Search code examples
pythondockerwatchdog

watchdog.observers.Observer works in Windows, works in docker on Linux, does not work in docker on Windows


I have an interesting problem that is driving me nuts. I have a python program that is using watchdog.observers.Observer. This program (aka watcher) watches a folder and responds when files appear in it. I have another program (aka parser) which periodically populates the watched folder with files.

  1. When the watcher program runs in Windows and the parser runs in a docker container on Windows, there is happiness.
  2. When the watcher program runs in a docker container on a Linux box and the parser runs in another docker container on the Linux box, there is happiness.
  3. When the watcher program runs in a docker container on Windows and the parser runs in another docker container on Windows, happiness is not achieved.
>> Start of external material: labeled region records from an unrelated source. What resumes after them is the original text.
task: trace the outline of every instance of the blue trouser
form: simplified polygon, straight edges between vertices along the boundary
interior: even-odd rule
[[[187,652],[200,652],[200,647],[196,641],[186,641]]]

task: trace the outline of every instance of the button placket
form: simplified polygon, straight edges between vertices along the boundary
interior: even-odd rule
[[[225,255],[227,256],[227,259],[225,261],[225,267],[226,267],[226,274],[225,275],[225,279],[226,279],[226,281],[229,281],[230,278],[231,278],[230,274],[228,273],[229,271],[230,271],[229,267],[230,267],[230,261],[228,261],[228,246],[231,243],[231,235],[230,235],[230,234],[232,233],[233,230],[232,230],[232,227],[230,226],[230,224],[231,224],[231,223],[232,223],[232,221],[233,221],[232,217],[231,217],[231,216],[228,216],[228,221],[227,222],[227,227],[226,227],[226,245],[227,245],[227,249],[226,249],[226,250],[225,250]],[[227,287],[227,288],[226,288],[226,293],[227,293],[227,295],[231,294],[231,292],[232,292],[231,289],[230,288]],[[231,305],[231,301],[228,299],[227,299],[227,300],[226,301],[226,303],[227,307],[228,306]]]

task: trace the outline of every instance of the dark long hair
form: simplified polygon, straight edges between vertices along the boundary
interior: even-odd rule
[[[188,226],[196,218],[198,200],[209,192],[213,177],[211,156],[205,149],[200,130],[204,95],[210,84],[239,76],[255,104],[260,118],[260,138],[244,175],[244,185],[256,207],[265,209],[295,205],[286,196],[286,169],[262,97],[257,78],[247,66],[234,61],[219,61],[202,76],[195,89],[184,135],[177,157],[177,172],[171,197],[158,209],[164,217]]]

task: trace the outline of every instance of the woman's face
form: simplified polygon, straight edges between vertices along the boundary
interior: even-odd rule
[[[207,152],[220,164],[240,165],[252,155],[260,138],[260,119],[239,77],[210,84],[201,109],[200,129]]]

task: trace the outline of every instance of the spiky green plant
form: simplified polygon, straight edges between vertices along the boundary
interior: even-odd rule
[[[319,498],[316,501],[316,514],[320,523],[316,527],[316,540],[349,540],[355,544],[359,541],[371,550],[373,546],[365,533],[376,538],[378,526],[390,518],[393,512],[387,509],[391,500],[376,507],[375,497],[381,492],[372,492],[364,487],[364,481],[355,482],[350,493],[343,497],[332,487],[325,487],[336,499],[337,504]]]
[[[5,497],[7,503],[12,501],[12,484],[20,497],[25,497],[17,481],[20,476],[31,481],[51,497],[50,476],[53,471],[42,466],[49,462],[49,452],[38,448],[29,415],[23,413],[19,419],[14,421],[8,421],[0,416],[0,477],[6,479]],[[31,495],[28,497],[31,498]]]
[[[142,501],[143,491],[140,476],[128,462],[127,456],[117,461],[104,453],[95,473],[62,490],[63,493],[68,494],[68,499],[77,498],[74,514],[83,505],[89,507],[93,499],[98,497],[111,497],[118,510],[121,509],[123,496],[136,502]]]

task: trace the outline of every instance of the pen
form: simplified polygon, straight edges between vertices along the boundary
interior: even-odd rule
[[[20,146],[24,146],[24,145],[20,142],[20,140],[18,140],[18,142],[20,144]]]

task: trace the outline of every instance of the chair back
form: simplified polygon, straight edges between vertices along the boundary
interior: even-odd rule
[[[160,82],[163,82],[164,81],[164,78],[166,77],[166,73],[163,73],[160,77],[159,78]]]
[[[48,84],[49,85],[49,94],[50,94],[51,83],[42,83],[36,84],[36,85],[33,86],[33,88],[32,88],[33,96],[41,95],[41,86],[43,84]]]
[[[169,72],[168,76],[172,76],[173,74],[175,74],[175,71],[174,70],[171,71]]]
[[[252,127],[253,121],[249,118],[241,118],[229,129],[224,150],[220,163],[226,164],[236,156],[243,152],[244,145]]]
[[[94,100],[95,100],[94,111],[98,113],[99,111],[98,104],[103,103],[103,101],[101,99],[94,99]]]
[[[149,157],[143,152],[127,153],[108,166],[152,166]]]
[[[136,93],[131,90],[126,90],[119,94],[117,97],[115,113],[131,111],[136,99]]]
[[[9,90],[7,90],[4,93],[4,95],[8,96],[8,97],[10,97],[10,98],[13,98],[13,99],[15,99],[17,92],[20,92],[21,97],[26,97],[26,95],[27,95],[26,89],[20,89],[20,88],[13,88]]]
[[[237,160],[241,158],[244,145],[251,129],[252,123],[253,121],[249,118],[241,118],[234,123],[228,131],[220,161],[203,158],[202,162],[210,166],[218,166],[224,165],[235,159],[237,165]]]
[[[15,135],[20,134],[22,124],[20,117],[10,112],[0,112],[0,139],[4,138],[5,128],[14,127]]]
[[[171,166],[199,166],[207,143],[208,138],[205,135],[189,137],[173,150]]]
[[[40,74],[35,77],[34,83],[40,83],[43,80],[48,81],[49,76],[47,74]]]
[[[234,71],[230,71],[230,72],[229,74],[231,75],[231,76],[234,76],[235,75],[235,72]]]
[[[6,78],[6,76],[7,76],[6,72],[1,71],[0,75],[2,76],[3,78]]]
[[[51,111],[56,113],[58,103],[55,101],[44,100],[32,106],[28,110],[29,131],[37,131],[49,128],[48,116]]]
The parser populates the folder with files, but the watcher never observes them.

Here's my watcher code:

import os
import sys
import time
   
from watchdog.observers import Observer
from event_handler import ImagesEventHandler
from constants import ROOT_FOLDER, IMAGES_FOLDER, CWD


class ImagesWatcher:
    def __init__(self, src_path):
        self.__src_path = src_path
        print(self.__src_path)
        self.__event_handler = ImagesEventHandler()
        self.__event_observer = Observer()
        print("********** Inside ImagesWatcher --init__ method just after instantiating ImagesEventHandler and Observer **************")

    def run(self):
        print("********** Inside ImagesWatcher run method **************")
        self.start()
        try:
            while True:
                time.sleep(1)
        except KeyboardInterrupt:
            self.stop()

    def start(self):
        print("********** Inside ImagesWatcher start method **************")
        self.__schedule()
        self.__event_observer.start()

    def stop(self):
        print("********** Inside ImagesWatcher stop method **************")
        self.__event_observer.stop()
        self.__event_observer.join()

    def __schedule(self):
        print("********** Inside ImagesWatcher __schedule method **************")
        print(self.__src_path)
        self.__event_observer.schedule(
            self.__event_handler,
            self.__src_path,
            recursive=True
        )

if __name__ == "__main__":
    src_path = sys.argv[1] if len(sys.argv) > 1 else CWD
    src_path = os.path.abspath(src_path)
    watch_path = os.path.join(src_path, ROOT_FOLDER)
    watch_path = os.path.join(watch_path, IMAGES_FOLDER)
    print('watch_path: ' + watch_path)

    if not os.path.exists(watch_path):
        os.makedirs(watch_path)
        print('just created: ' + watch_path)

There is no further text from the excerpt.